La Sociedad de Gestión de Activos Procedentes de la Reestructuración Bancaria (Sareb) o ‘banco malo’ tiene en Écija un total de cinco viviendas en propiedad, supuestamente vacías. Las ha localizado la Plataforma de Afectados por la Hipoteca (PAH) en cuatro puntos de la ciudad.

En concreto, dos de las viviendas están en la calle General Weyler; una más en la barriada de Las Huertas, en la calle Cartuja; otra está en la barriada San Hermenegildo (en las conocidas como 200 Viviendas); y la última en la calle Carmen.

Según la PAH, la Sareb tiene en la actualidad esas cinco viviendas vacías en la ciudad, aunque matiza que “alguna podría haber sido ya ocupada”. La plataforma antidesahucios reclama, entre otras cuestiones, que estas viviendas del ‘banco malo’ pasen a formar parte de un parque público de viviendas para alquiler social en el que reubicar a vecinos y vecinas en riesgo de desahucio o de exclusión social.

Señala la PAH que el ‘banco malo’ es “una entidad creada en noviembre de 2012, de una forma unilateral por el gobierno español y financiada con dinero público, para ayudar al saneamiento del sector financiero español, en concreto a las entidades que arrastraban problemas debido a su excesiva exposición en el sector inmobiliario aun y habiendo sido rescatadas con miles de millones de euros”. 

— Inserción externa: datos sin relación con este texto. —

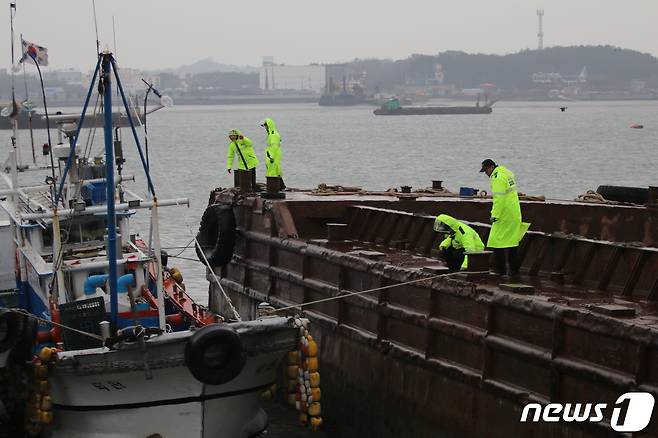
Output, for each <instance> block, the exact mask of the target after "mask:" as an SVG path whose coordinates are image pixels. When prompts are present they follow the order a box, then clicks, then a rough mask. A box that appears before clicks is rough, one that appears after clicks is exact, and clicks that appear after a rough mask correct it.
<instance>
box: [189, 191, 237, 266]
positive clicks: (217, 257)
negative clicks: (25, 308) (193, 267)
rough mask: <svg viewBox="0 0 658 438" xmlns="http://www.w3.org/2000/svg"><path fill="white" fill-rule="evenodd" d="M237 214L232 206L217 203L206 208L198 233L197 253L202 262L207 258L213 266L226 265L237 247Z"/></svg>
mask: <svg viewBox="0 0 658 438" xmlns="http://www.w3.org/2000/svg"><path fill="white" fill-rule="evenodd" d="M235 233H236V231H235V215H234V214H233V208H232V207H231V206H227V205H222V204H215V205H211V206H210V207H208V208H206V211H204V212H203V217H202V218H201V225H199V232H198V233H197V235H196V238H197V241H198V242H199V246H200V247H201V250H202V251H203V253H202V252H201V250H199V247H198V246H197V247H196V254H197V257H198V258H199V260H200V261H201V262H202V263H205V260H204V257H203V256H204V255H205V258H206V259H208V263H210V266H212V267H213V268H216V267H220V266H224V265H226V264H227V263H228V262H230V261H231V258H233V251H234V249H235Z"/></svg>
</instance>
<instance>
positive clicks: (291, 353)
mask: <svg viewBox="0 0 658 438" xmlns="http://www.w3.org/2000/svg"><path fill="white" fill-rule="evenodd" d="M298 363H299V351H290V352H288V365H297V364H298Z"/></svg>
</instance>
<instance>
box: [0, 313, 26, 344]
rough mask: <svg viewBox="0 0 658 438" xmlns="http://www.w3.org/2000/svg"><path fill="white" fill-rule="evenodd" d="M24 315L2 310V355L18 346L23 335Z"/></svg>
mask: <svg viewBox="0 0 658 438" xmlns="http://www.w3.org/2000/svg"><path fill="white" fill-rule="evenodd" d="M24 318H25V316H24V315H20V314H18V313H16V312H12V311H11V310H9V309H0V353H4V352H5V351H9V350H11V349H12V348H14V346H15V345H16V344H18V342H19V340H20V338H21V334H22V333H23V325H24Z"/></svg>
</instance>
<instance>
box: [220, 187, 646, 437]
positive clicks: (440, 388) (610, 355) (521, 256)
mask: <svg viewBox="0 0 658 438" xmlns="http://www.w3.org/2000/svg"><path fill="white" fill-rule="evenodd" d="M338 189H339V190H340V188H338ZM648 193H649V196H648V202H647V203H646V204H644V205H633V204H629V203H614V202H603V203H591V202H578V201H545V200H541V198H522V201H521V208H522V212H523V217H524V220H526V221H528V222H531V223H532V228H531V230H530V231H529V232H528V233H527V235H526V236H525V237H524V239H523V240H522V242H521V246H520V250H519V252H520V256H521V260H522V268H521V277H520V279H519V280H516V281H511V280H510V279H507V278H504V277H500V276H497V275H493V274H490V273H489V270H490V268H491V267H492V266H493V263H492V262H493V260H492V257H491V254H490V253H489V252H486V251H484V252H482V253H478V254H469V268H468V271H466V272H459V273H455V274H449V275H446V274H447V267H446V266H445V265H444V264H443V262H441V261H439V260H438V258H437V251H436V249H437V247H438V243H439V236H438V235H437V233H436V232H434V231H433V222H434V218H435V216H436V215H438V214H439V213H446V214H450V215H452V216H454V217H456V218H459V219H460V220H463V221H464V222H466V223H467V224H468V225H470V226H471V227H472V228H474V229H475V230H476V231H478V233H479V234H480V236H481V237H482V238H483V240H484V241H485V242H486V236H487V234H488V232H489V229H490V226H489V212H490V208H491V199H490V198H487V197H461V198H460V197H457V196H456V195H451V196H446V195H445V194H444V193H442V192H440V191H432V190H428V191H427V192H425V193H390V192H386V193H375V192H364V191H358V190H357V189H356V188H354V189H351V190H350V191H348V192H346V191H334V192H332V191H326V190H324V191H321V192H319V193H318V191H317V190H313V191H311V190H308V191H288V192H286V198H285V199H279V200H273V199H262V198H261V197H260V196H256V194H249V193H239V192H238V191H237V189H229V190H223V191H221V192H220V191H215V192H213V193H211V198H210V199H211V201H210V203H211V204H222V205H225V206H231V207H232V208H233V211H234V212H235V217H236V220H237V234H236V246H235V248H236V250H235V254H234V255H233V258H232V260H231V262H230V263H228V264H227V265H225V266H223V267H217V268H215V269H214V272H215V273H216V274H217V275H218V276H219V277H221V285H222V287H223V289H224V290H225V291H226V292H227V294H228V296H230V297H231V299H232V301H233V302H234V303H235V304H236V306H237V308H238V309H239V311H240V312H241V313H243V314H244V315H248V316H254V315H256V314H257V306H258V303H260V302H262V301H267V302H269V303H271V304H272V305H273V306H274V307H276V308H278V309H285V310H282V311H281V312H282V313H286V312H290V311H291V309H295V310H296V311H299V310H300V309H301V310H303V311H304V314H305V316H306V317H308V318H309V320H310V321H311V322H312V324H313V326H314V328H315V337H316V340H317V341H318V343H319V346H320V355H319V356H320V359H321V368H322V370H323V386H324V387H325V388H330V390H327V391H326V393H325V394H323V415H324V417H325V419H326V421H325V426H326V428H325V430H326V431H327V433H328V434H330V435H331V436H334V437H352V436H377V437H379V438H389V437H391V438H392V437H399V436H413V437H436V436H463V437H483V436H486V437H501V438H502V437H510V436H533V437H557V436H574V437H601V436H618V432H617V431H619V430H622V431H624V430H626V431H628V430H629V429H628V428H627V429H624V428H623V427H624V425H623V422H624V419H623V418H622V419H620V418H619V412H618V411H619V409H622V408H623V406H622V408H619V406H620V405H617V403H621V404H622V405H623V402H620V400H623V397H622V395H624V394H626V393H629V392H634V393H643V394H644V395H645V396H646V397H649V398H651V399H652V400H653V398H654V397H656V396H658V306H657V305H656V301H657V300H658V187H652V188H650V189H649V190H648ZM210 293H211V297H214V299H215V300H216V301H218V302H220V304H219V306H220V307H221V301H222V298H221V293H220V291H219V288H218V287H217V285H215V284H213V283H212V282H211V284H210ZM556 403H561V404H562V405H560V406H569V407H567V408H565V409H566V410H567V411H568V410H569V409H572V408H574V406H579V409H580V408H581V407H584V406H589V407H591V406H594V404H597V405H599V408H601V406H603V408H604V409H601V417H600V418H597V417H591V416H590V417H587V416H584V417H582V418H581V419H579V420H577V421H573V420H572V421H563V420H562V419H561V417H560V415H561V413H560V408H559V407H558V409H557V411H558V413H559V414H558V418H557V420H551V421H548V422H546V421H541V412H542V411H541V410H542V409H545V410H544V415H545V412H546V411H548V410H549V409H555V406H556V405H555V404H556ZM565 403H568V404H567V405H564V404H565ZM587 403H590V405H587ZM528 406H530V407H531V408H533V409H535V410H534V411H532V415H530V414H529V413H528ZM589 407H588V408H587V409H588V411H589ZM613 408H615V409H613ZM537 413H538V414H537ZM570 414H573V410H572V411H571V412H566V414H565V415H570ZM581 414H582V412H581ZM537 415H539V416H540V417H539V419H538V417H537ZM623 415H626V414H623ZM524 416H525V417H526V418H525V419H524V420H523V421H522V419H523V417H524ZM544 418H545V417H544ZM649 419H650V420H651V421H650V422H649V421H647V423H648V425H647V424H645V425H644V426H646V428H644V426H642V428H644V430H643V432H642V434H643V436H658V421H656V420H655V418H654V416H650V417H649ZM620 425H621V426H620ZM620 428H621V429H620Z"/></svg>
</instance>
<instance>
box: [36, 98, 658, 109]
mask: <svg viewBox="0 0 658 438" xmlns="http://www.w3.org/2000/svg"><path fill="white" fill-rule="evenodd" d="M431 100H433V101H460V102H466V101H468V102H473V104H475V99H473V98H470V97H463V96H454V97H434V98H431ZM654 100H658V96H656V97H653V96H647V97H626V96H601V97H589V98H587V99H570V98H562V99H561V98H548V97H546V98H532V97H518V98H515V97H510V96H500V98H499V100H498V102H564V103H567V102H619V101H629V102H634V101H638V102H641V101H654ZM318 101H319V97H317V96H219V97H207V98H202V97H175V98H174V104H175V105H176V106H193V105H262V104H277V105H281V104H299V103H315V104H317V103H318ZM36 103H37V104H38V102H36ZM48 105H49V106H51V107H57V108H69V107H73V108H76V107H77V108H80V107H82V103H81V102H79V101H75V102H74V101H63V102H57V101H48ZM415 105H423V103H417V104H415ZM359 106H371V107H374V106H377V105H375V104H369V103H363V104H360V105H359ZM337 108H341V107H340V106H337Z"/></svg>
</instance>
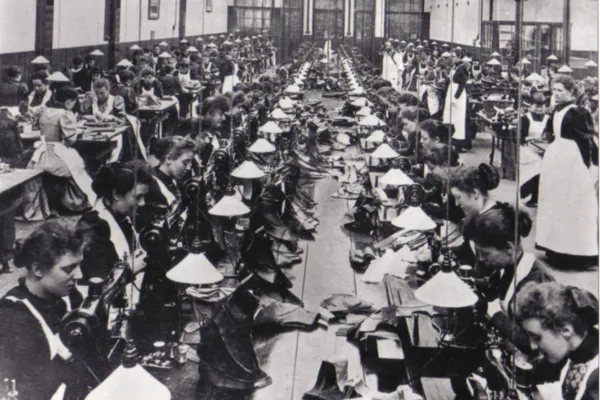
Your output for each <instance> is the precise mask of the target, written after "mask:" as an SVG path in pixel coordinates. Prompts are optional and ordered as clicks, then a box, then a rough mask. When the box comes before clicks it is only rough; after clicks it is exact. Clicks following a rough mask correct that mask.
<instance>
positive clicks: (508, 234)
mask: <svg viewBox="0 0 600 400" xmlns="http://www.w3.org/2000/svg"><path fill="white" fill-rule="evenodd" d="M517 222H518V232H519V237H521V238H525V237H527V236H529V233H530V232H531V228H532V226H533V222H532V221H531V218H530V217H529V214H527V213H526V212H525V211H518V212H517V211H516V210H515V208H514V207H513V206H512V205H509V204H508V203H497V204H496V205H494V206H493V207H492V208H490V209H488V210H487V211H484V212H481V213H479V214H477V215H475V216H474V217H473V218H471V219H470V220H469V221H468V222H467V223H466V225H465V226H464V227H463V235H464V238H465V240H467V241H469V242H471V243H473V244H474V245H475V249H476V252H475V253H476V254H477V257H476V262H477V275H478V276H477V278H478V279H484V280H487V282H489V283H492V282H493V283H494V284H492V285H490V284H489V283H487V282H486V283H485V284H483V285H480V287H479V290H480V291H481V292H482V293H483V294H484V295H485V298H486V300H487V302H488V306H487V315H488V316H489V317H490V321H491V323H492V326H493V327H494V328H496V329H497V330H498V332H499V333H500V334H501V335H502V336H503V337H504V338H505V339H508V340H510V341H511V342H512V343H513V344H514V345H515V346H516V347H517V348H518V349H519V350H520V351H521V352H523V353H525V354H532V353H533V352H534V349H531V347H530V340H529V338H528V337H527V334H526V333H525V331H524V330H523V329H522V328H521V327H520V326H519V325H518V324H517V321H516V320H515V318H514V315H513V312H512V311H513V307H514V301H515V300H516V299H517V296H518V295H520V293H519V292H520V290H521V289H522V288H523V287H524V286H525V285H526V284H527V283H529V282H536V283H541V282H552V281H554V278H553V277H552V275H550V273H549V272H548V271H547V269H546V268H545V267H544V266H543V265H542V264H541V263H540V262H539V261H538V260H536V258H535V256H534V255H533V254H531V253H527V252H525V251H524V250H523V248H522V246H521V241H519V242H515V229H516V224H517ZM515 258H516V259H517V260H518V262H517V264H516V265H515ZM477 281H478V280H477V279H476V284H477Z"/></svg>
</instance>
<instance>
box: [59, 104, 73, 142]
mask: <svg viewBox="0 0 600 400" xmlns="http://www.w3.org/2000/svg"><path fill="white" fill-rule="evenodd" d="M58 123H59V125H60V130H61V133H62V138H61V139H62V141H63V143H64V144H66V145H67V146H71V145H72V144H73V143H74V142H75V139H76V138H77V117H76V116H75V114H73V113H72V112H70V111H67V112H65V113H64V114H62V115H61V116H60V117H59V119H58Z"/></svg>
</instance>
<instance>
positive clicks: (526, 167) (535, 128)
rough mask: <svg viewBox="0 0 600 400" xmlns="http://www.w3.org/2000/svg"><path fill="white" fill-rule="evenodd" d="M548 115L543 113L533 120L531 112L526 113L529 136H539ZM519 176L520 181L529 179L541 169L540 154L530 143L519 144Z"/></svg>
mask: <svg viewBox="0 0 600 400" xmlns="http://www.w3.org/2000/svg"><path fill="white" fill-rule="evenodd" d="M548 118H550V117H549V116H548V115H545V116H544V118H543V119H542V120H541V121H535V120H534V119H533V117H532V116H531V113H527V119H529V136H528V137H531V138H537V139H539V138H541V137H542V133H544V128H545V127H546V123H547V122H548ZM519 168H520V170H519V176H520V181H521V183H525V182H527V181H529V180H530V179H531V178H533V177H534V176H536V175H539V174H540V172H541V170H542V154H541V152H540V151H539V150H537V149H536V148H534V147H533V146H530V145H527V144H526V145H524V146H521V150H520V152H519Z"/></svg>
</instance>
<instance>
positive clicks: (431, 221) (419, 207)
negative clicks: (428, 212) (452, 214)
mask: <svg viewBox="0 0 600 400" xmlns="http://www.w3.org/2000/svg"><path fill="white" fill-rule="evenodd" d="M392 225H394V226H397V227H398V228H402V229H410V230H413V231H429V230H431V229H435V228H437V224H436V223H435V222H433V220H432V219H431V218H429V216H428V215H427V214H425V211H423V210H422V209H421V207H413V206H410V207H408V208H407V209H406V210H404V211H402V212H401V213H400V215H398V216H397V217H396V218H394V219H393V220H392Z"/></svg>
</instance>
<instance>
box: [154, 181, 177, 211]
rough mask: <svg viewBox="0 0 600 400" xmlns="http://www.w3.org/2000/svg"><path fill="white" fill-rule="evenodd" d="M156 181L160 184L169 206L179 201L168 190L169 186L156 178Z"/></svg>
mask: <svg viewBox="0 0 600 400" xmlns="http://www.w3.org/2000/svg"><path fill="white" fill-rule="evenodd" d="M154 180H155V181H156V183H157V184H158V188H159V189H160V192H161V193H162V195H163V196H165V199H167V204H168V205H169V206H170V205H171V204H173V203H174V202H175V201H176V200H177V197H176V196H175V195H174V194H173V193H172V192H171V191H170V190H169V189H168V188H167V185H165V184H164V183H163V182H162V181H161V180H160V179H158V178H157V177H154Z"/></svg>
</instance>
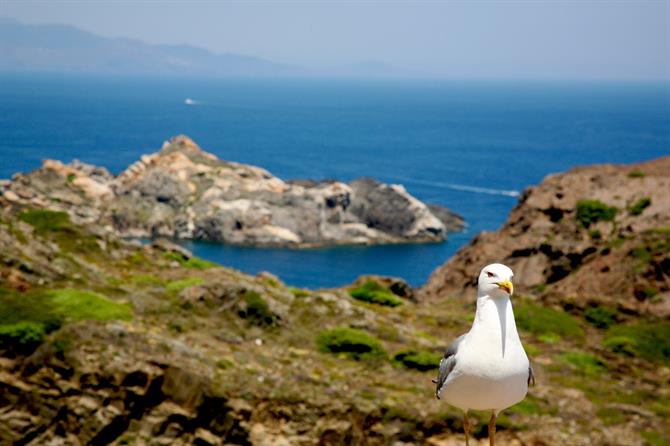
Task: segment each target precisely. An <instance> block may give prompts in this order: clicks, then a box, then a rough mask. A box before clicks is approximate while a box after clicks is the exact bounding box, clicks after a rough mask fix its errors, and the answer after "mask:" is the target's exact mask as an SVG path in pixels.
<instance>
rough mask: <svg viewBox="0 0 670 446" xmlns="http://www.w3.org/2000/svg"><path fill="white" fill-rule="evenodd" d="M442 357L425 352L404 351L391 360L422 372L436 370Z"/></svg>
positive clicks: (406, 366)
mask: <svg viewBox="0 0 670 446" xmlns="http://www.w3.org/2000/svg"><path fill="white" fill-rule="evenodd" d="M440 359H442V355H439V354H437V353H433V352H428V351H425V350H404V351H401V352H399V353H396V354H395V356H393V360H394V361H396V362H398V363H400V364H402V365H403V366H405V367H407V368H408V369H416V370H419V371H422V372H425V371H427V370H433V369H437V368H438V367H439V366H440Z"/></svg>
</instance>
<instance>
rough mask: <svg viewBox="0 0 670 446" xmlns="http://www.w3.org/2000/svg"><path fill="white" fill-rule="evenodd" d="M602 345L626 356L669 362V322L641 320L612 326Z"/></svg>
mask: <svg viewBox="0 0 670 446" xmlns="http://www.w3.org/2000/svg"><path fill="white" fill-rule="evenodd" d="M603 345H604V346H605V347H606V348H608V349H610V350H612V351H614V352H616V353H621V354H623V355H627V356H639V357H642V358H645V359H648V360H651V361H661V362H666V363H667V362H670V324H668V323H665V322H656V323H653V322H643V323H638V324H632V325H619V326H615V327H612V328H611V329H610V330H609V331H608V332H607V334H606V336H605V339H604V341H603Z"/></svg>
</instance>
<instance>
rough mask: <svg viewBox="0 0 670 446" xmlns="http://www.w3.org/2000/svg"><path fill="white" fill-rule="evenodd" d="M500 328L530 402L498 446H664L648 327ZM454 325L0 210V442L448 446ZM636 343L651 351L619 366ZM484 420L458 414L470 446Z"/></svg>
mask: <svg viewBox="0 0 670 446" xmlns="http://www.w3.org/2000/svg"><path fill="white" fill-rule="evenodd" d="M649 175H650V174H649ZM650 176H651V175H650ZM519 278H520V277H519ZM515 309H516V312H517V321H518V324H519V327H520V331H521V335H522V338H523V340H524V344H525V346H526V348H527V350H528V352H529V354H530V356H531V358H532V360H533V362H534V366H535V370H536V375H537V381H538V384H537V386H536V387H535V388H533V389H532V391H531V394H530V395H529V397H528V398H527V399H526V400H525V401H524V402H523V403H521V404H519V405H517V406H515V407H513V408H511V409H509V410H507V411H505V413H504V416H502V417H501V418H500V419H499V423H498V429H499V440H500V443H501V444H509V445H516V446H520V445H533V446H540V445H548V444H551V445H645V444H649V445H660V444H667V441H668V440H670V439H669V438H668V434H667V433H668V432H670V424H669V423H668V420H669V419H670V412H669V411H668V407H670V395H669V394H668V386H667V384H668V382H669V380H670V370H669V369H668V364H670V347H668V345H669V344H670V341H669V340H668V335H667V334H666V335H665V336H666V337H665V338H663V337H659V338H654V336H655V334H656V333H661V332H662V330H663V325H661V324H658V323H657V324H655V325H650V324H646V325H642V326H640V325H639V324H638V325H634V324H635V323H636V322H635V321H628V322H627V323H626V324H625V325H624V326H622V327H623V328H626V327H632V330H633V331H632V332H625V333H621V332H616V330H617V329H620V328H621V327H618V326H613V327H610V328H608V329H607V331H605V329H603V328H601V327H596V326H594V325H593V324H592V323H591V322H590V321H589V320H588V319H586V318H585V317H584V316H583V315H581V314H576V315H571V314H566V313H565V312H563V311H560V310H555V309H552V308H548V307H545V306H541V305H537V303H535V302H533V301H532V300H529V299H523V298H521V299H517V300H515ZM471 317H472V302H471V301H469V300H468V301H467V302H464V301H460V300H458V299H450V300H442V301H440V302H430V301H425V300H424V301H422V300H417V299H415V298H414V296H413V293H412V290H410V289H409V288H408V287H407V285H406V284H404V283H403V282H402V281H401V280H398V279H380V278H375V277H363V278H361V279H360V280H359V281H357V282H356V283H355V284H354V285H352V287H350V288H347V289H334V290H318V291H309V290H301V289H295V288H290V287H287V286H286V285H284V284H283V283H282V282H281V280H279V279H278V278H276V277H274V276H272V275H270V274H261V275H259V276H257V277H251V276H248V275H245V274H241V273H239V272H237V271H233V270H230V269H227V268H222V267H219V266H217V265H214V264H211V263H208V262H205V261H203V260H201V259H198V258H195V257H192V256H191V255H190V253H189V252H187V251H184V250H183V249H182V248H179V247H177V246H175V245H173V244H171V243H169V242H166V241H157V242H154V243H153V244H152V245H150V246H140V245H139V244H136V243H130V242H127V241H124V240H122V239H119V238H118V237H117V236H116V235H115V234H113V233H112V232H110V231H106V230H104V229H103V228H100V227H99V226H96V225H91V224H89V225H79V224H76V223H73V222H72V219H71V218H70V217H69V215H68V214H66V213H64V212H53V211H45V210H43V209H39V208H38V209H35V208H30V207H26V206H23V205H20V204H17V201H16V200H9V199H7V197H6V196H5V197H0V438H1V439H2V443H3V444H21V445H84V444H95V445H106V444H111V445H191V444H192V445H223V444H242V445H244V444H253V445H261V446H263V445H317V444H323V445H405V444H417V445H443V446H451V445H458V444H462V442H463V440H462V438H463V437H462V433H461V429H462V426H461V421H460V415H459V414H458V412H456V411H455V410H453V409H452V408H449V407H448V406H446V405H445V404H444V403H443V402H440V401H437V400H436V399H435V398H434V395H433V391H434V388H433V384H432V383H431V378H433V377H434V373H435V369H434V368H435V367H436V366H437V363H438V361H439V358H440V353H441V351H442V350H443V349H444V347H445V346H446V345H448V343H449V342H450V341H451V340H452V339H453V338H454V337H455V336H457V335H459V334H461V333H463V332H464V331H466V330H467V329H468V325H469V323H470V321H471ZM631 317H632V316H631ZM599 321H600V322H601V323H605V322H607V321H606V320H604V319H603V318H601V319H600V320H599ZM631 324H633V325H631ZM638 329H642V333H643V335H644V339H647V338H649V337H651V340H652V343H653V344H654V346H658V348H657V349H656V350H654V348H656V347H651V348H650V347H649V345H647V344H648V343H647V344H640V345H641V346H642V347H645V348H644V349H643V348H641V347H640V346H637V345H633V346H632V347H636V348H628V347H631V346H630V345H627V344H624V345H623V347H625V348H620V347H621V345H622V344H621V341H620V339H621V338H622V337H624V336H625V337H626V339H629V338H630V340H631V342H637V341H638V340H639V339H638V338H636V337H635V336H636V335H635V333H637V332H638V331H639V330H638ZM613 330H614V331H613ZM636 330H637V331H636ZM644 330H646V331H644ZM666 331H667V327H666ZM612 340H614V342H610V341H612ZM663 342H665V344H663ZM637 347H640V348H637ZM663 349H665V350H663ZM666 350H667V354H666V355H665V356H664V353H663V351H666ZM659 352H660V353H659ZM486 416H487V414H483V413H482V414H477V413H474V414H473V420H472V422H473V424H474V426H475V435H476V437H477V438H478V439H479V444H480V445H484V444H488V443H487V442H486V441H485V440H484V439H483V437H485V436H486ZM471 444H477V442H476V441H475V442H473V443H471Z"/></svg>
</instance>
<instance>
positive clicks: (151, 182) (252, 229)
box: [2, 136, 463, 247]
mask: <svg viewBox="0 0 670 446" xmlns="http://www.w3.org/2000/svg"><path fill="white" fill-rule="evenodd" d="M2 193H3V194H4V196H5V197H6V198H7V199H8V200H10V201H14V202H16V203H22V204H30V205H32V206H40V207H45V208H49V209H56V210H64V211H67V212H68V213H69V214H70V215H71V216H72V217H73V219H75V221H78V222H82V223H95V224H100V225H103V226H106V227H108V228H109V229H110V230H113V231H115V232H117V233H118V234H120V235H123V236H131V237H155V236H168V237H176V238H186V239H201V240H213V241H220V242H225V243H230V244H238V245H257V246H292V247H309V246H319V245H338V244H377V243H399V242H435V241H441V240H444V239H445V238H446V236H447V232H448V231H449V230H459V229H461V228H462V226H463V221H462V219H460V217H458V216H456V215H455V214H451V213H448V212H447V213H444V212H439V215H440V217H441V218H442V220H441V219H440V218H438V217H436V216H435V215H434V214H433V212H432V211H431V210H430V209H429V207H428V206H426V205H425V204H423V203H421V202H420V201H418V200H417V199H416V198H414V197H413V196H411V195H410V194H409V193H407V191H406V190H405V189H404V188H403V187H402V186H399V185H386V184H381V183H378V182H376V181H374V180H365V179H361V180H356V181H353V182H351V183H349V184H345V183H340V182H336V181H329V182H313V181H302V182H299V181H296V182H285V181H283V180H281V179H279V178H277V177H274V176H272V175H271V174H270V173H269V172H267V171H266V170H264V169H261V168H258V167H254V166H249V165H244V164H239V163H233V162H227V161H223V160H220V159H218V158H216V157H215V156H214V155H212V154H210V153H207V152H204V151H203V150H201V149H200V148H199V147H198V146H197V145H196V144H195V143H193V141H191V140H190V139H188V138H186V137H183V136H180V137H176V138H173V139H172V140H171V141H170V142H166V143H165V144H164V146H163V148H162V149H161V150H160V151H159V152H157V153H154V154H151V155H144V156H142V157H141V159H140V160H139V161H137V162H135V163H134V164H132V165H131V166H130V167H128V169H127V170H126V171H124V172H123V173H121V174H120V175H119V176H118V177H113V176H112V175H110V174H109V172H107V171H106V170H105V169H102V168H98V167H95V166H90V165H85V164H82V163H77V162H75V163H72V164H69V165H64V164H61V163H60V162H57V161H46V162H45V163H44V165H43V167H42V168H41V169H38V170H36V171H34V172H31V173H29V174H26V175H17V176H15V178H14V180H13V181H12V182H10V183H9V184H6V185H5V187H4V191H3V192H2Z"/></svg>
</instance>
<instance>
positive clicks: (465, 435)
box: [463, 411, 470, 446]
mask: <svg viewBox="0 0 670 446" xmlns="http://www.w3.org/2000/svg"><path fill="white" fill-rule="evenodd" d="M463 432H465V446H470V439H469V436H470V421H469V420H468V412H467V411H466V412H463Z"/></svg>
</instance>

“El Memorando de Entendimiento (MoU) que el Gobierno español firmó en julio de 2012 con sus socios europeos determina la constitución de la Sareb como una de las condiciones para recibir la ayuda financiera”, explica la PAH, que define el ‘banco malo’ como “una gestora a la que transferir los activos inmobiliarios de las entidades que atraviesan dificultades, con el objetivo de reducir los riesgos de las mismas y liquidar de forma ordenada los activos problemáticos”.

La PAH sostiene que, al haber sido financiada con dinero público, “la Sareb es nuestra y sus pisos también” y reclaman que las casas propiedad de ese banco “vuelvan a manos de quienes las pagaron y de quienes verdaderamente la necesitan” para “empezar a crear un parque de vivienda social, con alquileres justos y asequibles”.